GDP is the worst of all national accounting statistics, except for all of the others that have been tried. The single-minded pursuit of GDP growth is core to the story of China’s rapid development as well as its festering problems. One fun section from Seeking Truth and Hiding Facts draws a distinction between the failure of China to put together “Green GDP” statistics versus the success of the air quality measure PM2.5, focusing on the overly abstract nature of the former and the extent to which it demolished narratives of good growth versus the latter’s simplicity and concrete nature.

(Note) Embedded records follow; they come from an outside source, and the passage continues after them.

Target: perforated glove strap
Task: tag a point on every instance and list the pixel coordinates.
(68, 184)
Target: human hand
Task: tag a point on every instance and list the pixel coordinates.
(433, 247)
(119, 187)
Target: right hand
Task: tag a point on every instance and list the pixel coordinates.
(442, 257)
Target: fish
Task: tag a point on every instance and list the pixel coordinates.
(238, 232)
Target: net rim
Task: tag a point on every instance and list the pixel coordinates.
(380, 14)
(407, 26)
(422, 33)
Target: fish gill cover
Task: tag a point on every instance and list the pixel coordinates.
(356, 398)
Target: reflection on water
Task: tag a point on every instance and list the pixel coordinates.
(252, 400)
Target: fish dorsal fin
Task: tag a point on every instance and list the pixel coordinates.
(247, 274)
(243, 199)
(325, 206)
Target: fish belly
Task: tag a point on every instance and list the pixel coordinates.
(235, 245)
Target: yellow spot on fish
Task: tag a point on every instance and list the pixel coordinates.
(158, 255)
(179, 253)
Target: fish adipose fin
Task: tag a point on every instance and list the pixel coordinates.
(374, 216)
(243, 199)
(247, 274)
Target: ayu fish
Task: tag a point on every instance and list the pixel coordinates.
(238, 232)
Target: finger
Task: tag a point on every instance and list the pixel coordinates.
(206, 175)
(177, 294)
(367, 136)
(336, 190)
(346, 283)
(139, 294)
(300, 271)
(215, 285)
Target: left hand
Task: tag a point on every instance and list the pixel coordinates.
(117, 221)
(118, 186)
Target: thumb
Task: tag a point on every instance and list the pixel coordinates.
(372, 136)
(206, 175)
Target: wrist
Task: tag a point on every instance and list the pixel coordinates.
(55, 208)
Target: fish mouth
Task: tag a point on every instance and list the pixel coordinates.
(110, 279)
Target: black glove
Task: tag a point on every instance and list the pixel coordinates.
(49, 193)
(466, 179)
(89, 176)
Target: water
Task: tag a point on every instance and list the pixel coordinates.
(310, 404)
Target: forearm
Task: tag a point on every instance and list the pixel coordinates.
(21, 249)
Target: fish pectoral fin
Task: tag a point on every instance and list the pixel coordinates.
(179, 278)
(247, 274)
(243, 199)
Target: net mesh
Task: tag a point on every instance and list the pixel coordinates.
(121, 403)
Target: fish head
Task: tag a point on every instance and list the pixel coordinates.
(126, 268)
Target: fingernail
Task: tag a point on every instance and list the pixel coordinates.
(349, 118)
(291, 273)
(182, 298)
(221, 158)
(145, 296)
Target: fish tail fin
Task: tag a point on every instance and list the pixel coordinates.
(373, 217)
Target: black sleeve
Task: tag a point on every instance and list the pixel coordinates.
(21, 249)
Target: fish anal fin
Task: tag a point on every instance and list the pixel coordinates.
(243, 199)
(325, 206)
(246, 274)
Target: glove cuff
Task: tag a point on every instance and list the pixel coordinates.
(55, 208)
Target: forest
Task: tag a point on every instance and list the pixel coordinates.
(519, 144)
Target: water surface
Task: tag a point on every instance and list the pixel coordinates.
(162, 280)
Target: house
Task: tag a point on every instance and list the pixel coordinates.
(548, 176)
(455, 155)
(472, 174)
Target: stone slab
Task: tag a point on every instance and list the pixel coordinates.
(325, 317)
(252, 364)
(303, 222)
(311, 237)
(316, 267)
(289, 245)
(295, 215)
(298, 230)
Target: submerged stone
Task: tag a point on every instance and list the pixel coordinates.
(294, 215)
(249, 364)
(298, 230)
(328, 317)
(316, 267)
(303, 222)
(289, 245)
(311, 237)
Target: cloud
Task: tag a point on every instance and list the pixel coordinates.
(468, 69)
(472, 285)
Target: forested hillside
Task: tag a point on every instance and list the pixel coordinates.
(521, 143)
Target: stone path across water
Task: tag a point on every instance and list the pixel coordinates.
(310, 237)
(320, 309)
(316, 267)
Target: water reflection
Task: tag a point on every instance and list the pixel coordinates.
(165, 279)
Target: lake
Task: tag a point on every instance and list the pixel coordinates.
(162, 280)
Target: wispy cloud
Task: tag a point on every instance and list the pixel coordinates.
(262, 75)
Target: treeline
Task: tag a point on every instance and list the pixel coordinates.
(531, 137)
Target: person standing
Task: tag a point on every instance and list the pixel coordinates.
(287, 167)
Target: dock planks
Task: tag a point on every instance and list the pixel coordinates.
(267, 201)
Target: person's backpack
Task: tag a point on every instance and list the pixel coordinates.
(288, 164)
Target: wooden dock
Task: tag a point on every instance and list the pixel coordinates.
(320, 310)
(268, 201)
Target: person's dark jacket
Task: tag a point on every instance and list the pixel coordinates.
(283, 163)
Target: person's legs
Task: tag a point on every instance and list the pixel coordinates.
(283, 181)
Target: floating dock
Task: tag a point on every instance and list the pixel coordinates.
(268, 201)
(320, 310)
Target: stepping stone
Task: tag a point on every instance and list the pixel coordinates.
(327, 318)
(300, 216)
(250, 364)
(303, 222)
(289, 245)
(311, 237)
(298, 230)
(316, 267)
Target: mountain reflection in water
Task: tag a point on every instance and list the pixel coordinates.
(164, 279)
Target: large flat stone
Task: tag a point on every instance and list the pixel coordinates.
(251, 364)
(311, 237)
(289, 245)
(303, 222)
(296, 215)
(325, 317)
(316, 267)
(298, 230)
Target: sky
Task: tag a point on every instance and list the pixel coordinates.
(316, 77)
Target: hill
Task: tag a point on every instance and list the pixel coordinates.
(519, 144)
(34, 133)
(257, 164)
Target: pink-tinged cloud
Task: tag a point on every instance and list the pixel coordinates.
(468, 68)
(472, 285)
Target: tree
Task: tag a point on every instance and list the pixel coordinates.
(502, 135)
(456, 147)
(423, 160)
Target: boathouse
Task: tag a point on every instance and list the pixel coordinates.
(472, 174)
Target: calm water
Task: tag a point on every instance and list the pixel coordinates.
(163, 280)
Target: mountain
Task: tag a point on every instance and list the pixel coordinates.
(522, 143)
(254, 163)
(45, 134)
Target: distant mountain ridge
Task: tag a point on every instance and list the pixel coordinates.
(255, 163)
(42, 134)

I was reminded of this comparison because the White House just put out a 100+ page strategy to “develop statistics for environmental-economic decisions.” The effort looks like a reasonable one, but not particularly ambitious — they say it will take 15 years to put these data together. Of course, trying to measure the value of a forest — especially when including intangible aspects of beauty — is politically contentious. And, irreducibly so. Technocrats need to understand that there is no correct, objective measure of such things that can somehow make the politics disappear. And that’s fine. Politics is just part of living in a society, not some dirty thing that should be banished.
Despite China’s prior failure to develop Green GDP, researchers inside the country are doing some of the best work on a related idea — gross ecosystem product, GEP — which attempts to count the value of various services that the ecosystem provides. While we will never be able to account for all of the ways that we rely on our environment and ecosystems, attempting to measure systematically this reliance such as through GEP can provide some assistance in dealing with the uncertainties of the polycrisis.
That is, putting effort into considering what our rivers provide for us can improve awareness about what might happen should they dry up in a drought as happened around the world in the summer of 2022, whether it’s France losing nuclear power, Germans unable to ship coal, or China losing hydropower.However, GEP estimates of, say, the transport value of a river will follow market rates for next best alternatives, which makes some sense as an economic exercise. But, critically, in most circumstances, there is no actual ability to shift to some hypothetical market transport mechanism should the rivers run dry. There is no untasked set of trains, trucks, or other vehicles that are prepared to actually move X objects Y distance when needed. As such, the actual estimates of the value of a given ecosystem service are likely radically underpriced, because if it were to disappear in a moment, there is insufficient reserve capacity to replace it. And normal market prices for substitutes for that service would disappear in the face of a step change in demand.
So, one could simply reject the enterprise. After all, how can we quantify the value of a whale? What can replace the majesty of seeing the largest animal to ever grace this planet and hear its songs echoing? But with drought-stricken California suddenly reeling from flooding and all of the failures this summer from droughts and storms, getting our arms around the complex linkages and dependencies that our collective human civilization has wrought and the ways it is vulnerable is incredibly important work. And GEP provides such a framework. Yes, uncertainty will dominate but counting helps.
This is the first of what I hope to be a much more regular series of posting this spring.
Are we really going with polycrisis? Yes Davos ruins everything, and the world doesn’t seem so “crisis-y” right now, so it’s easy to take potshots at this term. But I thought this by Dominik Leusder is reasonable. Also the discussion on the Trashfuture podcast was fine.